Il Festival di Cannes non è solo red carpet, conferenze stampa con i protagonisti e pellicole – tante! – inserite nelle diverse categorie. Il programma è ricco di eventi collaterali, come gli incontri organizzati dall’American Pavilion.
Il 14 maggio abbiamo partecipato a “Storytellers: The filmmakers behind the stories we love”, con Nina Menkes, regista di film indipendenti, Jim Cummings, scrittore e regista, e John Sloss, produttore.
Grande assente, per motivi familiari, Greg Sestero, autore della sceneggiatura di “The Disaster Artist” (qui la recensione), adattamento del libro che ha scritto sulla propria esperienza come attore nel film “The room”, considerato una delle peggiori produzioni di sempre.
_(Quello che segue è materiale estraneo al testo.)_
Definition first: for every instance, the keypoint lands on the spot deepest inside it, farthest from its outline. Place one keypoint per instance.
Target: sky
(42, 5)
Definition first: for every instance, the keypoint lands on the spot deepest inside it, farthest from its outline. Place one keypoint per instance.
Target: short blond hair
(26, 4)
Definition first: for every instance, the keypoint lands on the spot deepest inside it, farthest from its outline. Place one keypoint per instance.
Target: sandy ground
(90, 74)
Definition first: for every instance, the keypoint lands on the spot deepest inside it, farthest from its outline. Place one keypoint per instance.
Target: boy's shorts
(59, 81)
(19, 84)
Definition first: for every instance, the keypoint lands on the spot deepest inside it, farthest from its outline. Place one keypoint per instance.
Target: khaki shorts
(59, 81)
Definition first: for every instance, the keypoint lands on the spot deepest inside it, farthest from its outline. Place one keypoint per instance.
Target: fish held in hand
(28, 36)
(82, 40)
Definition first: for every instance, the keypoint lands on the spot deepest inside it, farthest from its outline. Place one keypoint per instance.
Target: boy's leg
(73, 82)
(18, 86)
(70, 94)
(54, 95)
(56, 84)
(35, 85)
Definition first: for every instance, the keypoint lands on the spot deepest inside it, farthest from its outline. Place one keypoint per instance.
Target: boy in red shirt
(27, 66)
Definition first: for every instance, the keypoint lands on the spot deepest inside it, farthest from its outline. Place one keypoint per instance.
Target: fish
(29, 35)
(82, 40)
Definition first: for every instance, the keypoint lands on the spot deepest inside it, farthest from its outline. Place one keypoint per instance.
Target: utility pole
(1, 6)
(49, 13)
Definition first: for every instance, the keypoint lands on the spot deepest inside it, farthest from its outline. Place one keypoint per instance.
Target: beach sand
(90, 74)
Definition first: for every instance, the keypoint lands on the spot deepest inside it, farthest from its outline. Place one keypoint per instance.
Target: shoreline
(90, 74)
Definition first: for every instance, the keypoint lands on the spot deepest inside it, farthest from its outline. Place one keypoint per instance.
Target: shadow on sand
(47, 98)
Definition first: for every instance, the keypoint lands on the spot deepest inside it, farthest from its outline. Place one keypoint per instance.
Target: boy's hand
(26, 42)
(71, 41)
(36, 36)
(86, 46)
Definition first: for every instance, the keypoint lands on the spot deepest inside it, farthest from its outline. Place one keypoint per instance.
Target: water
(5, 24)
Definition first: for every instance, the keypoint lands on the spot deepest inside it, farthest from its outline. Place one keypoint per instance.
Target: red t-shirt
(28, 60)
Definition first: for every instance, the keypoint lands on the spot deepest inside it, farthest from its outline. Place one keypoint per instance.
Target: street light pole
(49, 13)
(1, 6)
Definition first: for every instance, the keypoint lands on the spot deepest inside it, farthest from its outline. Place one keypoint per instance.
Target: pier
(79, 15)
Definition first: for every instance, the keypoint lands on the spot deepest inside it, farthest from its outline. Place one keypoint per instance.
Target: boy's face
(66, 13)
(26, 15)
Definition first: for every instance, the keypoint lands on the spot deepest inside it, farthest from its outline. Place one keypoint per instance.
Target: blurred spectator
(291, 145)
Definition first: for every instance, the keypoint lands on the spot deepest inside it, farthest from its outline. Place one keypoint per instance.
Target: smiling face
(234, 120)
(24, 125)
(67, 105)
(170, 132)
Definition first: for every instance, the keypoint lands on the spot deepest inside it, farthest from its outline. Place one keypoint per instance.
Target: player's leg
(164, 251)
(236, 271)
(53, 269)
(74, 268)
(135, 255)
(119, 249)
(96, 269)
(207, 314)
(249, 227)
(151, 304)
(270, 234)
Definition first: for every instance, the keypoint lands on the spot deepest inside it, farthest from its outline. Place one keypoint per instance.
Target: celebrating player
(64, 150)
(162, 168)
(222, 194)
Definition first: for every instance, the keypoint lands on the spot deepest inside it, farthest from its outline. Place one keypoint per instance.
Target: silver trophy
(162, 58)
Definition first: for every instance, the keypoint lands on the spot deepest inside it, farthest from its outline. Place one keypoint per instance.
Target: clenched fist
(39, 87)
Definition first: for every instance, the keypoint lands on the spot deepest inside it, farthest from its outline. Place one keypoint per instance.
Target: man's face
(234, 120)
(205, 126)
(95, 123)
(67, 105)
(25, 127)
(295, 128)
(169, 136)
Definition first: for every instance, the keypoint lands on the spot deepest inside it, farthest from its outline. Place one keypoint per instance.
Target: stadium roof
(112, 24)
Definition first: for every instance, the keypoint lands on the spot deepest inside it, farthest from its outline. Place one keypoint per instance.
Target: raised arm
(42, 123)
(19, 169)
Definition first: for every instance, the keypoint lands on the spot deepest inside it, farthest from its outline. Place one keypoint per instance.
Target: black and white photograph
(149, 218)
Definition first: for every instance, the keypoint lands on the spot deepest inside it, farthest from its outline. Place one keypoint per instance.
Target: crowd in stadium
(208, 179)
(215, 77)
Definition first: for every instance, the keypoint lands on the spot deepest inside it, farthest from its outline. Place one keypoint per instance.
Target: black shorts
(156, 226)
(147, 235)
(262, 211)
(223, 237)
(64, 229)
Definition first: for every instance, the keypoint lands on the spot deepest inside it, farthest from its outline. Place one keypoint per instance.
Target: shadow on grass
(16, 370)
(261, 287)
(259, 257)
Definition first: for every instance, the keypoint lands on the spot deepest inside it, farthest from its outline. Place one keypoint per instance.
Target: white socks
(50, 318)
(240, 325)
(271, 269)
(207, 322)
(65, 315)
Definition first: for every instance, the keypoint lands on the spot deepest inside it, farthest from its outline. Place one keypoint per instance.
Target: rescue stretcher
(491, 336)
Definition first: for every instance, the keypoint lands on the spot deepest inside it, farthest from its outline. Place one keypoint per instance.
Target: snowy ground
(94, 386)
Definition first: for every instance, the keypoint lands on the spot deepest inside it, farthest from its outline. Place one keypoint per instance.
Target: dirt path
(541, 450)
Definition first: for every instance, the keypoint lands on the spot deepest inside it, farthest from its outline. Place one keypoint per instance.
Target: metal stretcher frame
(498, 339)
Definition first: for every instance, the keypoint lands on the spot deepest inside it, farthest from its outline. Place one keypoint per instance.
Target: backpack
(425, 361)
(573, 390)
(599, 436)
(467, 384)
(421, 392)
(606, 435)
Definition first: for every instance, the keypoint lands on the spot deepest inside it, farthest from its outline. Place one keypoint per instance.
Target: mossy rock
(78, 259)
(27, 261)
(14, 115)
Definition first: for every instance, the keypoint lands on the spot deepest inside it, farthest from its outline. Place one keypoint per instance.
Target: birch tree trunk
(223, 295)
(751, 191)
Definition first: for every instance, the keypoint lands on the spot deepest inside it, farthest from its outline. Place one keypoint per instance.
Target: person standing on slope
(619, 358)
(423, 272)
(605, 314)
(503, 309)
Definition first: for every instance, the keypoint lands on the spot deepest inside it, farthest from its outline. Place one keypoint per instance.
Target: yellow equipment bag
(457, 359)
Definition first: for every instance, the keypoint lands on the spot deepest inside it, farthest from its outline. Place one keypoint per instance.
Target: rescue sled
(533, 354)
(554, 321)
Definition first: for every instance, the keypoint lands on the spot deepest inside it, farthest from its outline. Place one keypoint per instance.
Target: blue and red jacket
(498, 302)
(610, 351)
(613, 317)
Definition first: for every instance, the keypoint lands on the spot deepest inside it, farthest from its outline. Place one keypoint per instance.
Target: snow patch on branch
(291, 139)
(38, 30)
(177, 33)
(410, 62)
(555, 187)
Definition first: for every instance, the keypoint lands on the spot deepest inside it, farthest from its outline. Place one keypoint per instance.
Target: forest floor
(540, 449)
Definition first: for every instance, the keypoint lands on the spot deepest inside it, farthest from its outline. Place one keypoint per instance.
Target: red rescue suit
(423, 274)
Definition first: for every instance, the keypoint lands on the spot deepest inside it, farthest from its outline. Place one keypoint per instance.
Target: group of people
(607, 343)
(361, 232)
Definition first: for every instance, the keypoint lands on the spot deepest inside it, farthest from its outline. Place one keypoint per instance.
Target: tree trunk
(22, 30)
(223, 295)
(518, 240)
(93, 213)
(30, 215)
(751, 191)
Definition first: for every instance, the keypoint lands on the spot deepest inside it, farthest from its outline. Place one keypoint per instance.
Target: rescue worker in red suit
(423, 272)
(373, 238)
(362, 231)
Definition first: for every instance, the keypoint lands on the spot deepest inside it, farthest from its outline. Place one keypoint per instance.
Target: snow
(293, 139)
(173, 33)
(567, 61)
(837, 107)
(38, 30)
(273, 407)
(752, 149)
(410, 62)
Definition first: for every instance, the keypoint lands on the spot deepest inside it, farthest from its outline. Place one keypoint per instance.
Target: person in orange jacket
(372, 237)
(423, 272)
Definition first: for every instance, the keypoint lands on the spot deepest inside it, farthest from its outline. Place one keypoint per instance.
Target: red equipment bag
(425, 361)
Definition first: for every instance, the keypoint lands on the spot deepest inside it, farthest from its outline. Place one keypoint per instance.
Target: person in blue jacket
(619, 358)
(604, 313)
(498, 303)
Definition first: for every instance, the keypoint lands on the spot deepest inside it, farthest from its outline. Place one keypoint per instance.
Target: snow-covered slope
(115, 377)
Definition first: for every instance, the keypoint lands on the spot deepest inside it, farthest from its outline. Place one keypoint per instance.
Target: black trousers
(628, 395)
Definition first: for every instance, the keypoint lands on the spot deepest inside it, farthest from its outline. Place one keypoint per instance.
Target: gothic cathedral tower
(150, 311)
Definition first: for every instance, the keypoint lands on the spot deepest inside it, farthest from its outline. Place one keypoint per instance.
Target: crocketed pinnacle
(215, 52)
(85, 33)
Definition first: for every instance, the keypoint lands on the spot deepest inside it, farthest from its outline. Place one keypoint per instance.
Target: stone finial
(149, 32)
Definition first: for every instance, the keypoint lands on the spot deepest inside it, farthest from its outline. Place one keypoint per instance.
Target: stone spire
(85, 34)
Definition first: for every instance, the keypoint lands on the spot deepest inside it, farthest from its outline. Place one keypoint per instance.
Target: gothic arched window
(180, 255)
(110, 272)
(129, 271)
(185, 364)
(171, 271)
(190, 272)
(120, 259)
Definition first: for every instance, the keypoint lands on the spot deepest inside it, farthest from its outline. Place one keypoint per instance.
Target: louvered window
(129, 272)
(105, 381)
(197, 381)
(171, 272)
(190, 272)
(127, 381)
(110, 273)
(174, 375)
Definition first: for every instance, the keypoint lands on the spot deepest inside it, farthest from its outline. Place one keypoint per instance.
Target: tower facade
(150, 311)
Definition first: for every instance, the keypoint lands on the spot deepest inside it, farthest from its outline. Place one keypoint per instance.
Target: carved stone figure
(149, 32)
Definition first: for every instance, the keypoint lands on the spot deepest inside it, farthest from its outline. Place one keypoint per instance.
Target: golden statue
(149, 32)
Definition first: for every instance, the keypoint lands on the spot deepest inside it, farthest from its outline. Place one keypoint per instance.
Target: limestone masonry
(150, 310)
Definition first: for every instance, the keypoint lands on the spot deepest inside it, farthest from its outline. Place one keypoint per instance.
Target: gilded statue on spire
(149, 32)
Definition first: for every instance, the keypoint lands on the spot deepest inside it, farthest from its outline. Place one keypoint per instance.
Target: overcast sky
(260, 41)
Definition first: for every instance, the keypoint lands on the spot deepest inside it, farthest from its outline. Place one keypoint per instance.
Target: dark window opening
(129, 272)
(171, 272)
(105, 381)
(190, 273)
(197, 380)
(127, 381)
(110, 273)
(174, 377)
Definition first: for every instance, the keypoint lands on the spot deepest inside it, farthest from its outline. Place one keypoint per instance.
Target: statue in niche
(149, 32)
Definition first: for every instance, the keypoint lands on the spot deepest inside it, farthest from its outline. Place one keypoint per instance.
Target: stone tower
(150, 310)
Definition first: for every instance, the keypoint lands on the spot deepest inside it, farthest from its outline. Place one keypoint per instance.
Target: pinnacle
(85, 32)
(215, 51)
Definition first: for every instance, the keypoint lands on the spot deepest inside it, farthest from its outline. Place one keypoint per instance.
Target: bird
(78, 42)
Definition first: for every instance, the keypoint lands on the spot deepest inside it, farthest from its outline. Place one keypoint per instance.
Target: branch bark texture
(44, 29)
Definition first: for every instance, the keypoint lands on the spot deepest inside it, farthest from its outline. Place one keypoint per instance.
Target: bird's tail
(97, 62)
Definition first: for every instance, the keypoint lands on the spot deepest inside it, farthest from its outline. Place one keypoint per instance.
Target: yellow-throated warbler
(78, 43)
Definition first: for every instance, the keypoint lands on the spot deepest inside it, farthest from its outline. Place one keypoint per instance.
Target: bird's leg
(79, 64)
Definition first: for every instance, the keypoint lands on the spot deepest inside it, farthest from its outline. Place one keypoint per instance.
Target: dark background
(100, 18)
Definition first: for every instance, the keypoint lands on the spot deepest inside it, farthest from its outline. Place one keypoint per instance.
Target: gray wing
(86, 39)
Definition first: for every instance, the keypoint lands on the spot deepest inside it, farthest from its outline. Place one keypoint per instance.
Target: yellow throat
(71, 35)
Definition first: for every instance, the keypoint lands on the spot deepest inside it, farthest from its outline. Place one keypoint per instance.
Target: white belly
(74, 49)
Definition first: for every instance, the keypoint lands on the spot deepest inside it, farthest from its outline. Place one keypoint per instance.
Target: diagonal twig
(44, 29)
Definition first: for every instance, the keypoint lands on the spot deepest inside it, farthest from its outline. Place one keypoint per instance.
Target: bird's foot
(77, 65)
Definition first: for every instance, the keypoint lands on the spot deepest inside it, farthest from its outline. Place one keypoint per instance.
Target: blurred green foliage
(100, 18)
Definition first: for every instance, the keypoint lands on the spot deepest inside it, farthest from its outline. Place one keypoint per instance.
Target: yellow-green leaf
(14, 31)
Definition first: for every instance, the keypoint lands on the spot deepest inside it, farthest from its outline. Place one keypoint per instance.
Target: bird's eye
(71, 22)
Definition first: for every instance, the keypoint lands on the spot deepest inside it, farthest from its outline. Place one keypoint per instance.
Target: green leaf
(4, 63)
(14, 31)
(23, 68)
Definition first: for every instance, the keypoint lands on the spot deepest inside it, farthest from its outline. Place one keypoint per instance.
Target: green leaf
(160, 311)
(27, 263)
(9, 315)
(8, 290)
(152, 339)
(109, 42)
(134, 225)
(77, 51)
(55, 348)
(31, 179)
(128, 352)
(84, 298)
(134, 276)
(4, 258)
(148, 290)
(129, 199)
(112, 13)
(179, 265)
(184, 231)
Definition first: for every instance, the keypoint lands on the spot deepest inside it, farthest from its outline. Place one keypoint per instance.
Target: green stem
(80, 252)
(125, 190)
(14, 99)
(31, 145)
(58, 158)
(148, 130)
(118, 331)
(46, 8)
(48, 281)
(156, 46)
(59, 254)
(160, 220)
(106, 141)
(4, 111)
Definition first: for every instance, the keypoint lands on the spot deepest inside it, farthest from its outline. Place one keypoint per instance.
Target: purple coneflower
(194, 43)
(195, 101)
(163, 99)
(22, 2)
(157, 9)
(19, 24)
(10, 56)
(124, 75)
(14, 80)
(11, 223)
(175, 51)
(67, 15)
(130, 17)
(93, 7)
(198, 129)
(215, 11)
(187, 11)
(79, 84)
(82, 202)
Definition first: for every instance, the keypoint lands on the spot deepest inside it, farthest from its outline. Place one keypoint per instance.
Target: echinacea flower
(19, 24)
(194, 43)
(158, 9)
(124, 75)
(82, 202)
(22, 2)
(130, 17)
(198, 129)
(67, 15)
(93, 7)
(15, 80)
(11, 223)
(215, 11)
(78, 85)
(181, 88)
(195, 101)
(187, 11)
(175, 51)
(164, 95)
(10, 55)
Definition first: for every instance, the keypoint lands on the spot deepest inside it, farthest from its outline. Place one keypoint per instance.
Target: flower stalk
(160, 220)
Il suo personaggio si chiamava Mark, e morivo dalla voglia di salutarlo con un: “Hi Mark!”. Be’, non è venuto, pazienza.
L’incontro si è svolto davanti a un pubblico costituito da molti studenti di cinema, avidi di ascoltare qualche consiglio su come dirigere un film in armonia con il cast e la troupe o capire se una sceneggiatura funziona o meno.
Ma si è parlato anche di discriminazione di genere nel mondo del cinema, un argomento quanto mai all’ordine del giorno.
La regista Nina Menkes ha sottolineato come anche il modo di girare le scene, la luce, l’angolazione, siano discriminatori nei confronti delle donne – aveva analizzato scene di numerosi film, in una precedente presentazione, per mostrare in pratica il concetto.
In sintesi, nel corso del tempo abbiamo assorbito questo linguaggio filmico e siamo stati indotti a credere che le donne non potessero essere ritratte come soggetti ma principalmente come oggetti.
Grazie al movimento #MeToo sono stati puntati i riflettori anche su questo particolare tipo di discriminazione, ma bisogna continuare a parlarne per educare il cinema all’agognata uguaglianza.